File "test.ml", line 9, characters 4-15:
9 |   | String rest -> apply rest (callback "")
        ^^^^^^^^^^^
Error: This pattern matches values of type (string -> 'a, 'b) bogus
       but a pattern was expected which matches values of type
         (int -> 'c, 'd) bogus
       Type string is not compatible with type int

(An error similar to the one you suggest is produced by Merlin, but not by the type-checker itself.)

That explains the mismatch: I was using Merlin and assumed that Merlin just used the type-checker directly, so I didn’t think to use ocamlc. Is this a Merlin bug?

The heuristic I tried to think of above does not work for that other error. In fact for that error it may be relatively easier to think of an appropriate hint: if the error is when unifying the types of patterns, and they are incompatible instances of the same GADT type, we should probably suggest having a type annotations with locally abstract types.

:+1:

gasche commented 2 months ago

That explains the mismatch: I was using Merlin and assumed that Merlin just used the type-checker directly, so I didn’t think to use ocamlc. Is this a Merlin bug?

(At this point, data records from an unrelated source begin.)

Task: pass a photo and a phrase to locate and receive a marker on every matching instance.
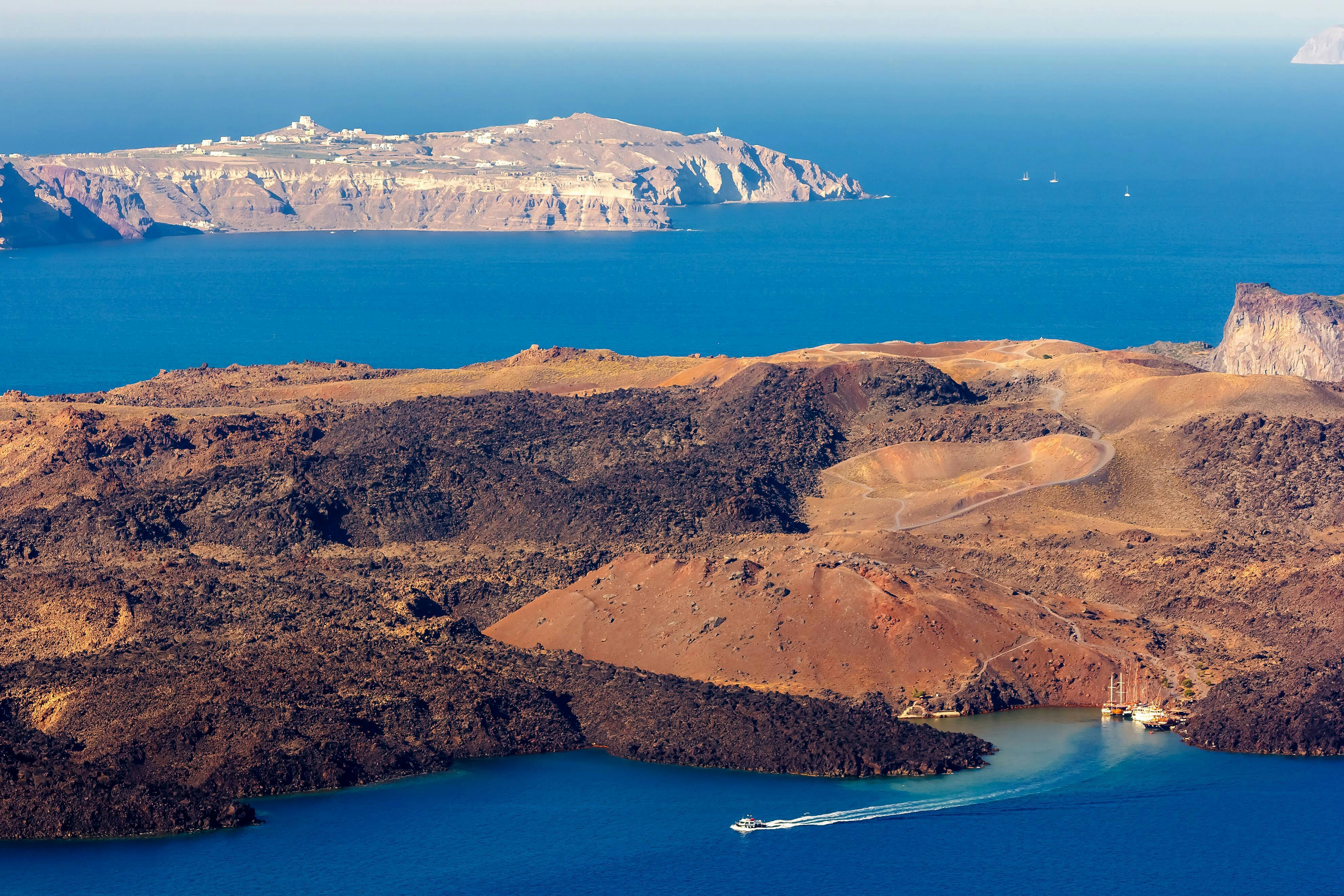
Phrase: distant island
(1326, 49)
(225, 584)
(581, 172)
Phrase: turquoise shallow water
(1069, 804)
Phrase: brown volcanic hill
(1270, 332)
(244, 581)
(222, 604)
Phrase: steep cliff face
(1269, 332)
(566, 174)
(1326, 49)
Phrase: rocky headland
(1270, 332)
(581, 172)
(225, 584)
(1326, 49)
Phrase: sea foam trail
(869, 813)
(933, 804)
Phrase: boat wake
(933, 804)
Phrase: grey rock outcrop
(1326, 49)
(1270, 332)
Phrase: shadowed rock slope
(206, 608)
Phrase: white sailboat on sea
(1151, 715)
(1116, 704)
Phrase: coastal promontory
(1326, 49)
(581, 172)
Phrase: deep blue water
(1230, 154)
(1069, 805)
(1233, 160)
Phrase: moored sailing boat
(1116, 704)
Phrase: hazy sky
(640, 21)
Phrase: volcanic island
(222, 584)
(581, 172)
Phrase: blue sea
(1233, 162)
(1070, 804)
(1230, 154)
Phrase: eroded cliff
(583, 172)
(1270, 332)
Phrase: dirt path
(1057, 397)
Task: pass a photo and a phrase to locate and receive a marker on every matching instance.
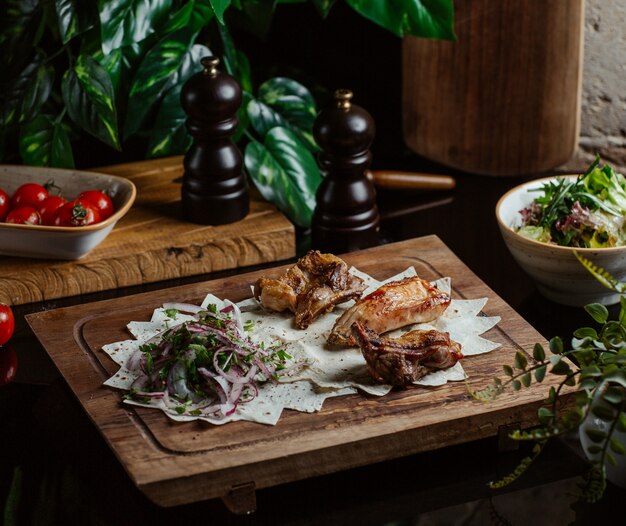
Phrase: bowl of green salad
(546, 222)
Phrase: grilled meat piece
(394, 305)
(310, 288)
(401, 361)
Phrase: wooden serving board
(177, 463)
(152, 243)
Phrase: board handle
(393, 179)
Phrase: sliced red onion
(183, 307)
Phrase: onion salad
(206, 366)
(586, 212)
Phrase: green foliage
(596, 364)
(115, 68)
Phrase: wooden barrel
(505, 98)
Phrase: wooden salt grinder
(346, 217)
(214, 190)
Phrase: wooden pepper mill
(215, 189)
(346, 217)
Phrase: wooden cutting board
(152, 243)
(177, 463)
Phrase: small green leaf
(292, 103)
(20, 30)
(586, 332)
(125, 22)
(75, 17)
(594, 450)
(561, 368)
(598, 312)
(621, 423)
(556, 345)
(194, 15)
(90, 100)
(27, 93)
(540, 373)
(44, 142)
(595, 435)
(219, 7)
(169, 134)
(421, 18)
(166, 64)
(538, 353)
(605, 413)
(285, 173)
(545, 415)
(613, 395)
(323, 6)
(520, 361)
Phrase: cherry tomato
(29, 194)
(5, 204)
(101, 200)
(77, 213)
(7, 323)
(25, 215)
(48, 209)
(8, 364)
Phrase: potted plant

It's hard to tell. Merlin makes small changes to the type-checker logic to better deal with partial/incomplete files, and sometimes this changes the type-checking behavior a bit. It can be locally worse (sometimes better), but the gains we get from handle partial buffers gracefully are often worth it. I am not familiar enough with the Merlin type-checker to tell if this one can be fixed easily or is a fundamental consequence of Merlin's type error recovery.

gasche commented 1 month ago

I don't have the bandwith to work on this, and no one has volunteered to work on it. (Maybe @Octachron should have a second look just in case.) I propose to close as "won't fix" for now, but we can reopen if there is motivation.